Pernikahan siri kilat Bupati Garut Aceng HM Fikri, yang terindikasi kuat melanggar hukum dan etika, bakalan berbuntut panjang dan serius baik secara hukum maupun politik. Sebagaimana luas diberitakan, HM Fikri menikahi Fany Octora (18) secara siri lalu empat hari kemudian menalaknya tiga sekaligus melalui pesang singkat (SMS).
Secara hukum, mantan istri siri HM Fikri tersebut telah melaporkan dirinya ke Bareskrim Mabes Polri dengan sangkaan penipuan dan kekerasan psikis. Sementara, secara politik, Tim dari Departemen Dalam Negeri sudah turun ke Garut untuk mengumpulkan data dan informasi terkait pernikahan siri HM Fikri.
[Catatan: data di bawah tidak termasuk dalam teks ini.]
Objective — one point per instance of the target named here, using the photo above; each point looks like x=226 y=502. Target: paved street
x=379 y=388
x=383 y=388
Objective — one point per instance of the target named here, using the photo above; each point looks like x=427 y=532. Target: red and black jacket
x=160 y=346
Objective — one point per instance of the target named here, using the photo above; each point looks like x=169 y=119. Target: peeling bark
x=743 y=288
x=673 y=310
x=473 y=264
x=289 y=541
Turunnya Tim dari Depdagri tersebut sebagai tindak lanjut dari arahan Presiden SBY. Nah, loh, sampai-sampai Presiden langsung yang turun tangan. Diberitakan, Presiden SBY terusik dengan ulah Bupati Garut tersebut (mediaindonesia.com).
Kasus pernikahan siri Bupati Garut ini menjadi perhatian pemerintah pusat karena pernikahan pejabat publik tersebut melanggar hukum dan etika sekaligus. Harusnya, selaku pejabat publik apalagi selevel bupati memberikan contoh ketaatan terhadap hukum dan etika.
Pasal 2 ayat (2) UU No 1 Tahun 1974 tentang Perkawinan tegas menyatakan, “Tiap-tiap perkawinan dicatat menurut peraturan perundang-undangan yang berlaku.” Bagaimana mau tercatat sedangkan pernikahannya saja dilakukan secara siri. Dengan demikian, Bupati Garut Aceng HM Fikri telah melanggar ketentuan UU Perkawinan, mutatis mutandis melanggar sumpah jabatan yang dapat berkonsekuensi pencopotan dari kedudukannya.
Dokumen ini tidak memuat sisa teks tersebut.